Je suis revenue. Revenue, comme s’il y avait un chemin à rebrousser, une ligne qu’on pouvait suivre pour revenir là où… ce serait sans doute plus juste de dire revenante, je suis revenante, et ce n’est pas la première fois. Pourtant je ne suis pas morte pourtant j’ai bien cru mourir quand on m’a demandé de m’asseoir, quand on m’a dit… on n’avait pas besoin de me le dire déjà je savais, dès que le téléphone a sonné j’ai su. La douleur et la colère. Ça aurait pu me tuer, mais il y a les enfants.
Je traverse le hall lentement, l’air est plus froid que dans mes souvenirs, les murs, plus étroits. Au premier étage, la porte a été repeinte, laquée d’un caramel écœurant. La poignée, c’est la même, ronde, en laiton poli. Je ne frappe pas. Je reste là, immobile. Je pose ma main sur le bois. Je vois la cuisine, le moulin à café sur la desserte, l’œil dans le couloir.
Tout est si calme. Je devrais frapper, dire c’est moi, je suis là mais quelque chose me retiens. J’entends des voix de femme, un pas que je reconnaîtrais entre mille et c’est comme si le temps n’avait pas bougé.
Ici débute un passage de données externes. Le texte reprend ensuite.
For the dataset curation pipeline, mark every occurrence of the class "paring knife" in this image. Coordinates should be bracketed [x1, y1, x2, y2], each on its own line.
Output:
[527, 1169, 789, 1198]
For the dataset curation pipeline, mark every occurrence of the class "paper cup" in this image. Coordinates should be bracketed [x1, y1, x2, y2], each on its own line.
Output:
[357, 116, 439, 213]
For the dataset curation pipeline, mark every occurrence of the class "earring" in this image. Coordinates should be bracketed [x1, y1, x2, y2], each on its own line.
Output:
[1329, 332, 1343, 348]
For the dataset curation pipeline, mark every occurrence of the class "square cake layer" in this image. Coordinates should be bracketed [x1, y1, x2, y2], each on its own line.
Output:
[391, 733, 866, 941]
Je pense elles sont là, je pourrais dire maman, Annie, je pourrais franchir le seuil et retrouver la table, la nappe damassée, la lumière du matin. Mais je ne bouge pas. Parce que ce serait mentir. Parce que celle qui est là devant la porte caramel n’est plus celle qui est partie. Parce que l’enfant que je viens chercher ne m’attend peut-être pas. Je ferme les yeux. Le sable les eucalyptus le parfum de sa peau. Ici l’odeur du café du buffet des cigarettes. Deux mondes se cognent en moi. Mon corps voudrait avancer mais mon cœur s’arrête. Je suis immobile, la main contre la porte, la douceur feinte du bois laqué sous la peau.